Voice/Vision Holocaust Survivor Oral History Archive

Bernard Hirsch - June 29, 1982

Life Before the War

Um, can you describe your life before the war?

Now before the war uh, we had a normal life in the house, like normal. We were eight children in the house, three brothers and five sisters. I was the, the fifth. And on my far...we had a little farm. We had a grocery, we had a bar in the house. Like uh, one Jew in a--in between sixty-five families in the town. My father was a religious person. Saturday we didn't work. We were working on the farm in uh, we, yeah we--I was going in school. All my sisters and brothers they were going to school. When I was young uh, before I went to a different school about forty miles from there, from there my father came. Uh, one year I was there uh, in the school. Otherwise, after when I became thirteen years I was in uh, in the--by my father working. High education I didn't had--I just had six grade--eight grade, excuse me, eight grade.

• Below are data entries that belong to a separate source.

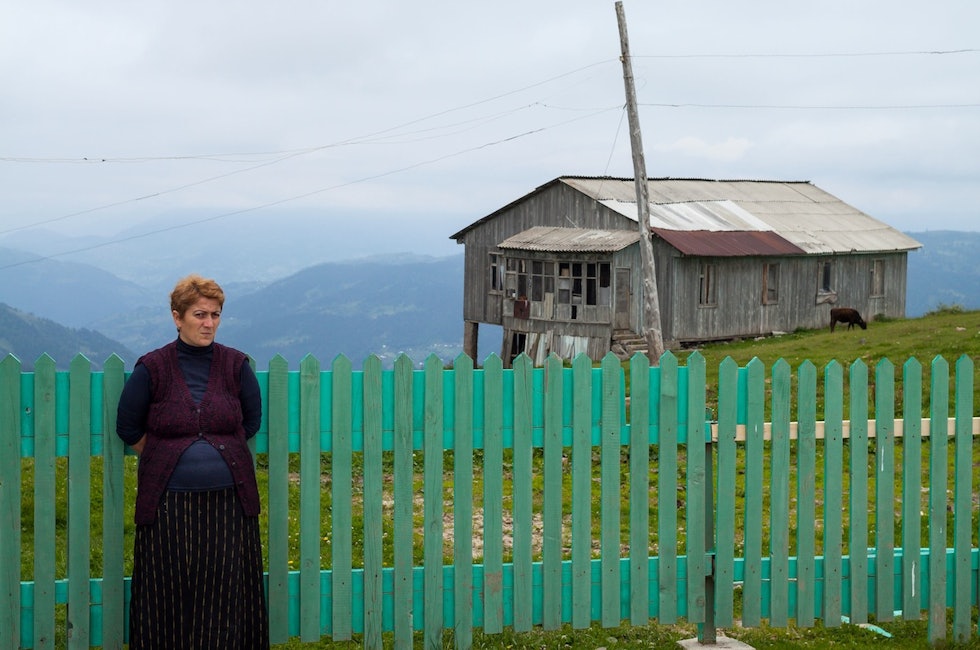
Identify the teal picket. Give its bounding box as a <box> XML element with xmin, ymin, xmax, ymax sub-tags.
<box><xmin>0</xmin><ymin>355</ymin><xmax>21</xmax><ymax>650</ymax></box>
<box><xmin>361</xmin><ymin>355</ymin><xmax>384</xmax><ymax>649</ymax></box>
<box><xmin>769</xmin><ymin>359</ymin><xmax>790</xmax><ymax>627</ymax></box>
<box><xmin>901</xmin><ymin>358</ymin><xmax>923</xmax><ymax>620</ymax></box>
<box><xmin>657</xmin><ymin>351</ymin><xmax>678</xmax><ymax>624</ymax></box>
<box><xmin>331</xmin><ymin>356</ymin><xmax>353</xmax><ymax>641</ymax></box>
<box><xmin>714</xmin><ymin>357</ymin><xmax>737</xmax><ymax>627</ymax></box>
<box><xmin>541</xmin><ymin>355</ymin><xmax>562</xmax><ymax>631</ymax></box>
<box><xmin>628</xmin><ymin>353</ymin><xmax>650</xmax><ymax>626</ymax></box>
<box><xmin>927</xmin><ymin>356</ymin><xmax>949</xmax><ymax>642</ymax></box>
<box><xmin>849</xmin><ymin>360</ymin><xmax>869</xmax><ymax>624</ymax></box>
<box><xmin>422</xmin><ymin>354</ymin><xmax>445</xmax><ymax>649</ymax></box>
<box><xmin>298</xmin><ymin>354</ymin><xmax>321</xmax><ymax>642</ymax></box>
<box><xmin>795</xmin><ymin>361</ymin><xmax>817</xmax><ymax>627</ymax></box>
<box><xmin>510</xmin><ymin>354</ymin><xmax>534</xmax><ymax>633</ymax></box>
<box><xmin>452</xmin><ymin>353</ymin><xmax>475</xmax><ymax>650</ymax></box>
<box><xmin>600</xmin><ymin>353</ymin><xmax>622</xmax><ymax>628</ymax></box>
<box><xmin>822</xmin><ymin>361</ymin><xmax>844</xmax><ymax>626</ymax></box>
<box><xmin>67</xmin><ymin>355</ymin><xmax>91</xmax><ymax>650</ymax></box>
<box><xmin>742</xmin><ymin>357</ymin><xmax>764</xmax><ymax>626</ymax></box>
<box><xmin>570</xmin><ymin>354</ymin><xmax>593</xmax><ymax>629</ymax></box>
<box><xmin>391</xmin><ymin>354</ymin><xmax>414</xmax><ymax>649</ymax></box>
<box><xmin>873</xmin><ymin>359</ymin><xmax>895</xmax><ymax>623</ymax></box>
<box><xmin>100</xmin><ymin>355</ymin><xmax>126</xmax><ymax>650</ymax></box>
<box><xmin>685</xmin><ymin>351</ymin><xmax>706</xmax><ymax>625</ymax></box>
<box><xmin>952</xmin><ymin>355</ymin><xmax>973</xmax><ymax>642</ymax></box>
<box><xmin>33</xmin><ymin>356</ymin><xmax>56</xmax><ymax>649</ymax></box>
<box><xmin>266</xmin><ymin>355</ymin><xmax>290</xmax><ymax>643</ymax></box>
<box><xmin>481</xmin><ymin>354</ymin><xmax>504</xmax><ymax>636</ymax></box>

And the same way my sisters and brothers they had. I had two sisters married. They had two, two children uh, each one had a child. And lived uh, was a, a normal living, working on the farm, selling, uh, uh, working in the grocery, working around the house. He didn't too much business like uh, running around from one uh, from one city to the other city to--everything what we did was just in town that we did business, in the same town where we were living. After uh, I had a brother in the army. When he came home then I had to go in the army. And mine army--he was in the army--regular army--Czechoslovakian. I was in the army when the Slovaks uh, with the Czechs uh, split. Slovaks they were for themself a country and the Czechs they were for themself a country. I was taken into the army not to the, not to the gun--to work, just like working.